Fracture mechanics
Overall Course Objectives
To give thorough insight into the mechanics of materials under both monotonic and cyclic loading, and to enable the student of using modern principles for dimensioning structures, while accounting for fracture in both homogeneous materials and composites.
See course description in Danish
Learning Objectives
- Use stress-functions to solve plane elastic problems.
- Determine stress intensity factors for cracks.
- Use linear elastic fracture mechanics (both stress and energy criteria) to predict crack initiation and growth in brittle materials.
- Estimate the size of plastic zones at crack tips.
- Establish the applicability of linear elastic fracture mechanics for a given problem.
- Calculate the J-integral and crack opening displacement in elastic-plastic materials and use these to determine critical loads with respect to crack growth.
- Determine the direction of crack propagation.

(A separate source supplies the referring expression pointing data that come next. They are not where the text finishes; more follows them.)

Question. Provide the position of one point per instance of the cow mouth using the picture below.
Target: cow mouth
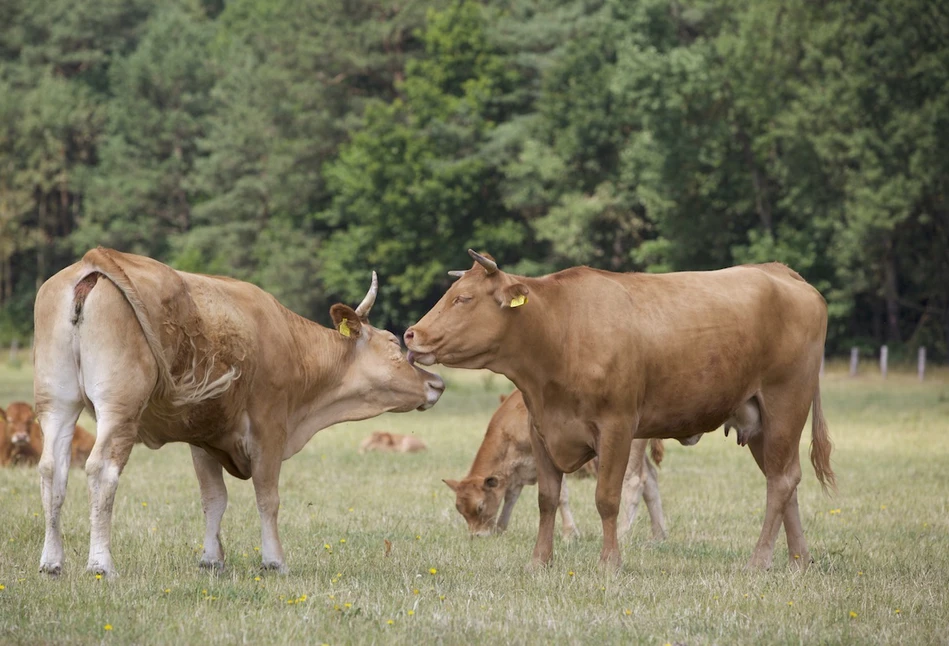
(422, 358)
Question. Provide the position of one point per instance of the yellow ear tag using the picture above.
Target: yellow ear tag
(344, 328)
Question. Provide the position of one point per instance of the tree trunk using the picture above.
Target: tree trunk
(891, 293)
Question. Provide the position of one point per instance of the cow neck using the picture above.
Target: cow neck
(324, 359)
(530, 354)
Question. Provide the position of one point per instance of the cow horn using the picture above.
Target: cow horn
(489, 265)
(363, 310)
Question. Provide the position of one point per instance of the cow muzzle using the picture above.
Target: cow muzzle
(434, 387)
(417, 354)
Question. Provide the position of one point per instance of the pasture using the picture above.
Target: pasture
(378, 554)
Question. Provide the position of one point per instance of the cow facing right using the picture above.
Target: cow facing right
(504, 464)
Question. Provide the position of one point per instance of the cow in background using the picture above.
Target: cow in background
(160, 355)
(21, 439)
(604, 358)
(504, 464)
(391, 443)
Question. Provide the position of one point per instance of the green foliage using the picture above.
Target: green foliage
(301, 144)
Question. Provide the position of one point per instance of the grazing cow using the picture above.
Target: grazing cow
(603, 358)
(22, 441)
(391, 442)
(159, 355)
(505, 463)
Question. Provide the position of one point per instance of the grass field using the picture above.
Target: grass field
(881, 546)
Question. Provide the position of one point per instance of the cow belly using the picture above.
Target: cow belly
(568, 451)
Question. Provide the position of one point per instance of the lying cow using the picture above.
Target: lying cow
(161, 356)
(604, 358)
(391, 442)
(21, 440)
(504, 464)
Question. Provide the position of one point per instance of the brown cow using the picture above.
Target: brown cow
(391, 442)
(505, 463)
(603, 358)
(21, 442)
(163, 356)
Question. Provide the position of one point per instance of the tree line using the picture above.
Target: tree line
(299, 144)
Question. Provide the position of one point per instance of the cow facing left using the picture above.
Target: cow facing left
(159, 355)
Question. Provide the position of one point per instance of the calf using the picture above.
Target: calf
(21, 439)
(505, 463)
(391, 442)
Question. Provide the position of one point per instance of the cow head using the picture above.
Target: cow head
(22, 429)
(378, 371)
(478, 499)
(466, 327)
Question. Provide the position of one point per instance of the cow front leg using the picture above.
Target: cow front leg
(58, 424)
(115, 436)
(613, 449)
(654, 502)
(266, 477)
(549, 481)
(213, 502)
(634, 482)
(510, 499)
(570, 531)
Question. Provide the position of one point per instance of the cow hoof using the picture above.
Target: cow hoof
(102, 571)
(52, 569)
(274, 566)
(572, 534)
(536, 565)
(211, 564)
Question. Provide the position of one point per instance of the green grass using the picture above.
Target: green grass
(886, 549)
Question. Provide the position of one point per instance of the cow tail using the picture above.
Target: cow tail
(656, 451)
(821, 447)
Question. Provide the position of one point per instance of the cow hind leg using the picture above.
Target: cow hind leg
(58, 401)
(549, 481)
(614, 450)
(570, 530)
(265, 472)
(775, 449)
(210, 475)
(634, 482)
(118, 374)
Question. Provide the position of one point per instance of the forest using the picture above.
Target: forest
(300, 144)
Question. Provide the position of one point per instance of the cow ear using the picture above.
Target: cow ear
(514, 295)
(452, 484)
(346, 321)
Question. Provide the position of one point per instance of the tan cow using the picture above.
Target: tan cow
(392, 443)
(21, 440)
(603, 358)
(163, 356)
(504, 464)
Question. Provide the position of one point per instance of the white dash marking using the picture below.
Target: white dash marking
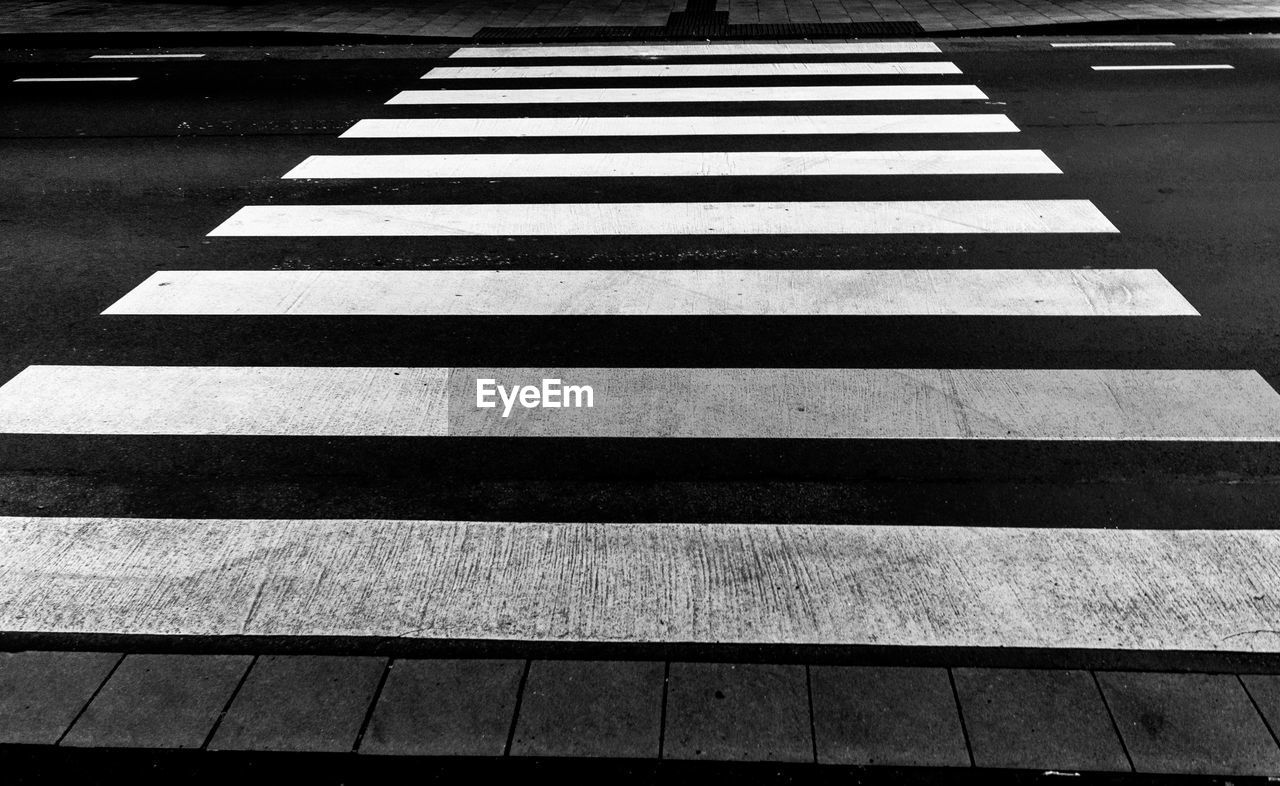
(1110, 44)
(169, 55)
(677, 126)
(702, 95)
(694, 69)
(664, 50)
(963, 216)
(1086, 292)
(77, 80)
(1185, 67)
(680, 164)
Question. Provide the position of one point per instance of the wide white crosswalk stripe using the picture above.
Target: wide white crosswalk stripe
(679, 164)
(965, 216)
(657, 292)
(772, 403)
(703, 95)
(693, 69)
(1024, 586)
(679, 126)
(663, 50)
(215, 400)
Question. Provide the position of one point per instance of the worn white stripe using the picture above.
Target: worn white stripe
(1162, 67)
(667, 95)
(725, 403)
(967, 216)
(664, 50)
(830, 583)
(679, 164)
(657, 292)
(77, 80)
(1107, 44)
(172, 55)
(677, 126)
(693, 69)
(216, 400)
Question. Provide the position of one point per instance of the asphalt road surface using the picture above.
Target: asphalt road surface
(1055, 323)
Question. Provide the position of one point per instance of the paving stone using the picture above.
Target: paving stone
(737, 712)
(444, 708)
(1038, 720)
(42, 691)
(590, 708)
(1189, 723)
(301, 703)
(159, 702)
(1265, 690)
(886, 716)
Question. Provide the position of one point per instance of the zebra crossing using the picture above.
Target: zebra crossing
(598, 581)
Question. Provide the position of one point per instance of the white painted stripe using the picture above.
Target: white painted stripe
(1162, 67)
(679, 164)
(77, 80)
(840, 584)
(693, 69)
(664, 50)
(1107, 44)
(1089, 292)
(965, 216)
(215, 400)
(679, 126)
(145, 56)
(722, 403)
(704, 95)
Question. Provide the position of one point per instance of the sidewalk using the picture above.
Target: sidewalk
(812, 714)
(467, 18)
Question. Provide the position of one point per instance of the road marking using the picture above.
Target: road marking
(703, 95)
(721, 403)
(693, 69)
(679, 164)
(77, 80)
(662, 50)
(831, 583)
(145, 56)
(657, 292)
(679, 126)
(1104, 44)
(216, 400)
(1162, 67)
(960, 216)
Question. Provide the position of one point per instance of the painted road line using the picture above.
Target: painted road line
(664, 50)
(693, 69)
(657, 293)
(215, 400)
(704, 95)
(679, 164)
(688, 403)
(77, 80)
(172, 55)
(960, 216)
(1162, 67)
(1106, 44)
(837, 584)
(677, 126)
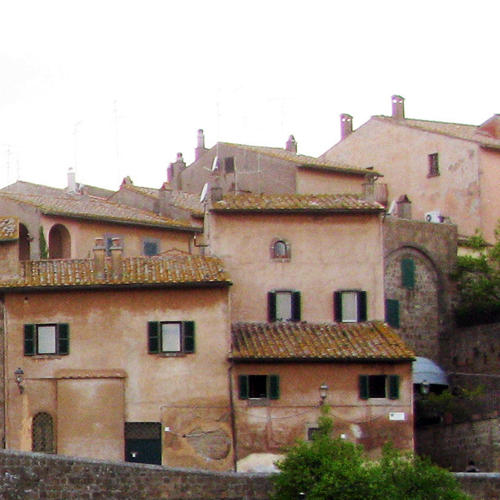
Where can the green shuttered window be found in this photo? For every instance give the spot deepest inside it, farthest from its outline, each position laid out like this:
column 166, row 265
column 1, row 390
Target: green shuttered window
column 171, row 337
column 46, row 339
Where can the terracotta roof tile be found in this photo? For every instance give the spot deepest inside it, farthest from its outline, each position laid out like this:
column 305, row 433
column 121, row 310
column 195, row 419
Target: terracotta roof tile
column 177, row 270
column 301, row 160
column 89, row 207
column 296, row 202
column 371, row 341
column 457, row 130
column 9, row 228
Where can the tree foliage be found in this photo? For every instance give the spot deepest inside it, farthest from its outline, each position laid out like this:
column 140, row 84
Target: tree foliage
column 326, row 469
column 478, row 280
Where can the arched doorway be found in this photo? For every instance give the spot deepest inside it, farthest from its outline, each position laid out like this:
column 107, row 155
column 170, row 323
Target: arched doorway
column 59, row 242
column 24, row 243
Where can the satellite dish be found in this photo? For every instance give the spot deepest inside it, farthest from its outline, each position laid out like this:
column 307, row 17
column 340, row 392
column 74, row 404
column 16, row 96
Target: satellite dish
column 203, row 194
column 215, row 163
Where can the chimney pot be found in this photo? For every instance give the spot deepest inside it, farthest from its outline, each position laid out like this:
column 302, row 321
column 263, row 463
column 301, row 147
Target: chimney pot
column 398, row 107
column 291, row 144
column 345, row 125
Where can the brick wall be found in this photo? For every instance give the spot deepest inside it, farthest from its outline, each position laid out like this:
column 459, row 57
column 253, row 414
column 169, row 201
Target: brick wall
column 35, row 476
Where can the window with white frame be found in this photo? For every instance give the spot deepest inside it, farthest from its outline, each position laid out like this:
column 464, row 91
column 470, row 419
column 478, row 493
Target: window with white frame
column 350, row 306
column 171, row 337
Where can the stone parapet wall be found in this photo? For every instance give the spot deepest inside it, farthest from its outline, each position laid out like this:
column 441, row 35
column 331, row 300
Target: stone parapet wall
column 35, row 476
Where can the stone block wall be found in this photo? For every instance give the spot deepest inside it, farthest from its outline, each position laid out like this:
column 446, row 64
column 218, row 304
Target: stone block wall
column 35, row 476
column 453, row 445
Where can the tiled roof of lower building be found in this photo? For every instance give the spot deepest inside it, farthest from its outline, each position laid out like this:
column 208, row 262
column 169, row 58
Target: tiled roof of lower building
column 296, row 203
column 179, row 270
column 289, row 341
column 94, row 208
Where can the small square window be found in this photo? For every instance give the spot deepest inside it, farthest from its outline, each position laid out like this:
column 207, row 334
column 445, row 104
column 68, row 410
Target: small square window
column 50, row 339
column 284, row 305
column 433, row 165
column 170, row 337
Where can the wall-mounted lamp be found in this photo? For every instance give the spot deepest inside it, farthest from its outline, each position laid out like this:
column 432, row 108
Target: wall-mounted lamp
column 425, row 387
column 19, row 379
column 323, row 392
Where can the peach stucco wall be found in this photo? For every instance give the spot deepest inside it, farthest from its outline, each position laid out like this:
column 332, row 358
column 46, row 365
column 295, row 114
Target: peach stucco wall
column 185, row 393
column 268, row 426
column 319, row 182
column 401, row 154
column 83, row 234
column 329, row 252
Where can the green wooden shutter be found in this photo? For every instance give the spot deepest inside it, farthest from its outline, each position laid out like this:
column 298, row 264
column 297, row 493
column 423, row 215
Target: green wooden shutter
column 271, row 306
column 29, row 340
column 273, row 389
column 243, row 386
column 393, row 386
column 392, row 312
column 296, row 307
column 188, row 332
column 337, row 306
column 153, row 336
column 364, row 392
column 63, row 338
column 408, row 273
column 362, row 307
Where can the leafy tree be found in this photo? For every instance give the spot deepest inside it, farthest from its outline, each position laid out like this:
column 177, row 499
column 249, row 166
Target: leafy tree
column 478, row 280
column 326, row 469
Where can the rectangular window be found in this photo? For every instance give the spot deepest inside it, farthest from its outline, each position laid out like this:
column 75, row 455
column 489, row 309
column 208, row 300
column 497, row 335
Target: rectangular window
column 259, row 387
column 171, row 337
column 150, row 247
column 229, row 164
column 392, row 312
column 349, row 306
column 284, row 305
column 379, row 386
column 51, row 339
column 433, row 165
column 408, row 273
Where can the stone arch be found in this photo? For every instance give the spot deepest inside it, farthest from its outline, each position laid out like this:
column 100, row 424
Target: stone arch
column 24, row 243
column 419, row 306
column 59, row 242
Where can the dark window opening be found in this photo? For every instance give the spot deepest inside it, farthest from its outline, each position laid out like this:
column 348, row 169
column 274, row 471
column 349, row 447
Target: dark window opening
column 433, row 165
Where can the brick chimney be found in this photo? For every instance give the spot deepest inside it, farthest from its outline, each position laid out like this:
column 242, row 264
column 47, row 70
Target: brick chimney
column 99, row 257
column 291, row 144
column 345, row 125
column 165, row 198
column 174, row 172
column 398, row 107
column 200, row 148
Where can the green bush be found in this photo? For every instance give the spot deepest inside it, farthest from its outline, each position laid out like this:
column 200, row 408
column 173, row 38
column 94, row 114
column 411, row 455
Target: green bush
column 335, row 469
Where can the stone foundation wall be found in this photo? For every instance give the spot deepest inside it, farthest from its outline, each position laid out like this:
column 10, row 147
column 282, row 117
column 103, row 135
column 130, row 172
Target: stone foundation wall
column 35, row 476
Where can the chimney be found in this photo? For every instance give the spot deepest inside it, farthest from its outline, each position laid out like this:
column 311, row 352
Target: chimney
column 345, row 125
column 291, row 144
column 99, row 257
column 165, row 198
column 174, row 172
column 71, row 181
column 398, row 107
column 200, row 148
column 116, row 258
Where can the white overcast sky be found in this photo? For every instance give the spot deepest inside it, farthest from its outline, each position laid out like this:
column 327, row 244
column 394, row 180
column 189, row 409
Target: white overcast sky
column 137, row 79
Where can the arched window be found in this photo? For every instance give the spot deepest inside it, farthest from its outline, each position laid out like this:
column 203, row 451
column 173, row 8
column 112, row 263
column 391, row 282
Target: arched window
column 59, row 242
column 280, row 249
column 42, row 433
column 24, row 243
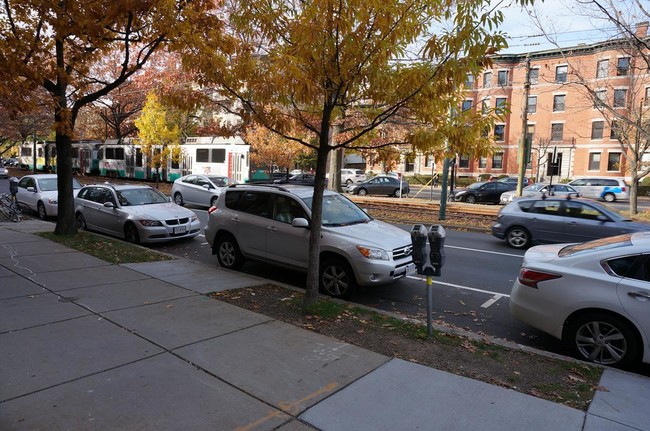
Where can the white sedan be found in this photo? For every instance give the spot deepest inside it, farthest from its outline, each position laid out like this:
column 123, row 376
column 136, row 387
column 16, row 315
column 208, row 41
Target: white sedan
column 40, row 193
column 202, row 190
column 595, row 296
column 138, row 214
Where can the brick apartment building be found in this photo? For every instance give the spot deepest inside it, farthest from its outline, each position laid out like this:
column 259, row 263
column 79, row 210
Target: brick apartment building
column 562, row 117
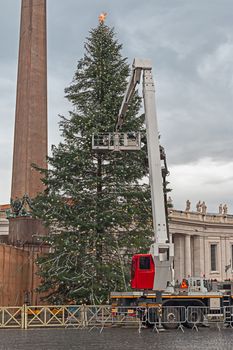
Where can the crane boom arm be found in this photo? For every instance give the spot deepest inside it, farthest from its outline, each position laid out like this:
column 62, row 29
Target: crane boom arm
column 161, row 250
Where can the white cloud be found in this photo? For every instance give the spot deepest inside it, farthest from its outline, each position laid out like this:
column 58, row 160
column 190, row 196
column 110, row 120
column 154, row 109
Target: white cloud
column 206, row 180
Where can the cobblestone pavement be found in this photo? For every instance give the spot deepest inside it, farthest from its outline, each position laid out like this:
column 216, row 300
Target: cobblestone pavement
column 115, row 339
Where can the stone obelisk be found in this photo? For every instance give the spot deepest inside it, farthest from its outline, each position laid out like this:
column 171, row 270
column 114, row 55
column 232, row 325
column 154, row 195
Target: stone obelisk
column 30, row 138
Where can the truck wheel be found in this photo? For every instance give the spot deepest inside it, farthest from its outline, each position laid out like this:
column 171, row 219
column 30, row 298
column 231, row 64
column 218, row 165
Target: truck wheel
column 170, row 318
column 195, row 317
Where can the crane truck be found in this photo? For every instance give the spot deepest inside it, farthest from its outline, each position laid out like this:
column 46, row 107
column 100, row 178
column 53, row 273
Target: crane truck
column 152, row 280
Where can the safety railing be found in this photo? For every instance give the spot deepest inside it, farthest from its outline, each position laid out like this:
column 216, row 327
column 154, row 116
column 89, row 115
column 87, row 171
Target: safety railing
column 198, row 316
column 54, row 316
column 102, row 316
column 105, row 316
column 12, row 317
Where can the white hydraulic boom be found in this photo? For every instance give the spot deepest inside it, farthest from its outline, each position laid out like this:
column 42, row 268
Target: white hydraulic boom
column 161, row 250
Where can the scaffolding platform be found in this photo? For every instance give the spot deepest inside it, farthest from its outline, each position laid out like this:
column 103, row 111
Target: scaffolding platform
column 117, row 141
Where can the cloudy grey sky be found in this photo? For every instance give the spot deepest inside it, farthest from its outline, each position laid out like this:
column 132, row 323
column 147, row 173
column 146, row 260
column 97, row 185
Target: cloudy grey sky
column 191, row 45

- Determine critical load under fully plastic conditions
- Analyze crack growth under cyclic loading.
Course Content
Stress functions (Airy’s and Westergaard’s), stress concentrations, stress singularities at crack tips, linear-elastic fracture mechanics, energy methods, plasticity at crack tips, the J-integral, the HRR-field, cohesive zone modeling, criteria for the direction of crack extension, fatigue during cyclic loading, Paris law.
Recommended prerequisites
41502/41534, Knowledge of beam theory as well as theory of elasticity including transformation of stresses and strains
Teaching Method
Lectures and problem solving